Re: [PATCH printk v2 5/8] printk: nbcon: Add sequence handling

From: Petr Mladek
Date: Thu Aug 10 2023 - 05:29:17 EST


On Fri 2023-07-28 02:08:30, John Ogness wrote:
> From: Thomas Gleixner <tglx@xxxxxxxxxxxxx>
>
> Add an atomic_long_t field @nbcon_seq to the console struct to
> store the sequence number for nbcon consoles. For nbcon consoles
> this will be used instead of the non-atomic @seq field. The new
> field allows for safe atomic sequence number updates without
> requiring any locking.
>
> On 64bit systems the new field stores the full sequence number.
> On 32bit systems the new field stores the lower 32 bits of the
> sequence number, which are expanded to 64bit as needed by
> folding the values based on the sequence numbers available in
> the ringbuffer.
>
> For 32bit systems, having a 32bit representation in the console
> is sufficient. If a console ever gets more than 2^31 records
> behind the ringbuffer then this is the least of the problems.
>
> --- a/kernel/printk/printk.c
> +++ b/kernel/printk/printk.c
> @@ -3171,8 +3171,27 @@ void console_unblank(void)
> */
> void console_flush_on_panic(enum con_flush_mode mode)
> {
> + struct console *c;
> bool handover;
> - u64 next_seq;
> + short flags;
> + int cookie;
> + u64 seq;
> +
> + seq = prb_first_valid_seq(prb);
> +
> + /*
> + * Safely handle the atomic consoles before trying to flush any
> + * legacy consoles.
> + */

This is a bit weird because the loop below just sets sequence
number for NBCON consoles. But they are not really flushed.

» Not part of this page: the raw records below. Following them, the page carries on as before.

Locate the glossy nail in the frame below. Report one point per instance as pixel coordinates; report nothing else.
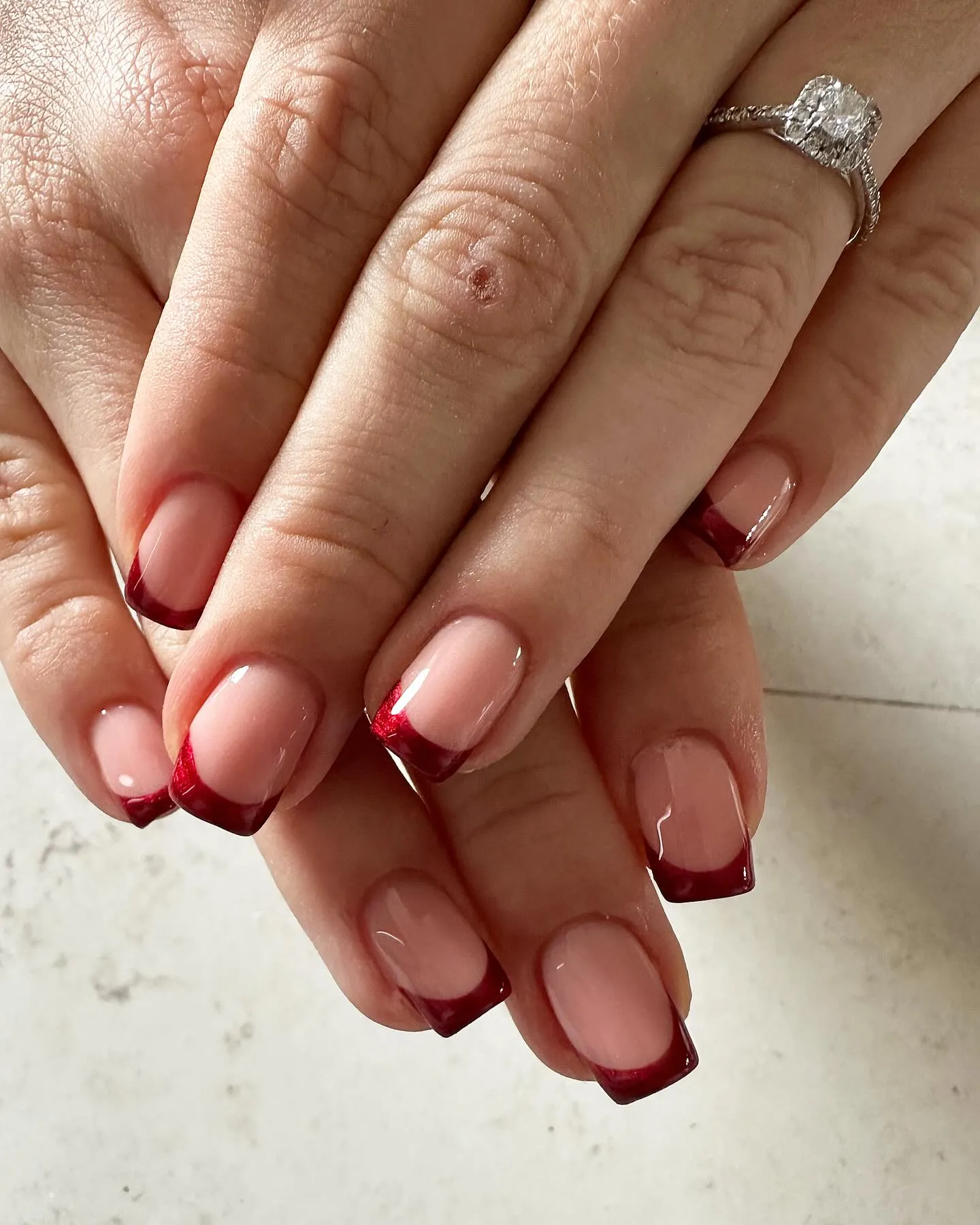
(243, 747)
(614, 1009)
(451, 696)
(433, 955)
(692, 819)
(182, 551)
(128, 742)
(742, 502)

I think that you already agreed with it for v3. But let me mention
it here for completeness.

I would prefer to just add the API and use it later when some
particular action get supported. And the flush could not do
anything until nbcon_write() callback is added.

As is it is now, this patch adds nbcon_read()/write() into random
locations and it is not clear how they will be used and if
it is enough.

That said, it makes sense to update the init() path.

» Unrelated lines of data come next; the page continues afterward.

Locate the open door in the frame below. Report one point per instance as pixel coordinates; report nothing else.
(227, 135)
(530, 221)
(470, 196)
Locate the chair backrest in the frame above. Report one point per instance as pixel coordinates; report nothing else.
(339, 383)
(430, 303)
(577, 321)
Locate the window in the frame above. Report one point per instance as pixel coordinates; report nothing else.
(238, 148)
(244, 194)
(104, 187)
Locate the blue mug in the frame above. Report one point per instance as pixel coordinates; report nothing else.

> + if (mode == CONSOLE_REPLAY_ALL) {
> + cookie = console_srcu_read_lock();
> + for_each_console_srcu(c) {
> + flags = console_srcu_read_flags(c);
> + if (flags & CON_NBCON)
> + nbcon_seq_force(c, seq);
> + }
> + console_srcu_read_unlock(cookie);
> + }


> if (!serialized_printing)
> return;

[...]

> @@ -3829,7 +3846,9 @@ static bool __pr_flush(struct console *con, int timeout_ms, bool reset_on_progre
> if (!console_is_usable(c))
> continue;
>
> - if (locked)
> + if (flags & CON_NBCON)
> + printk_seq = nbcon_seq_read(c);
> + else if (locked)
> printk_seq = c->seq;
> else
> continue;

I think that I mentioned this already in a previous patch. The "else
continue" path is bad. It allows quietly skip messages for classic
consoles when "locked" is false. I know that it should not happen
but...

A solution would be to add WARN_ON_ONCE() before the continue.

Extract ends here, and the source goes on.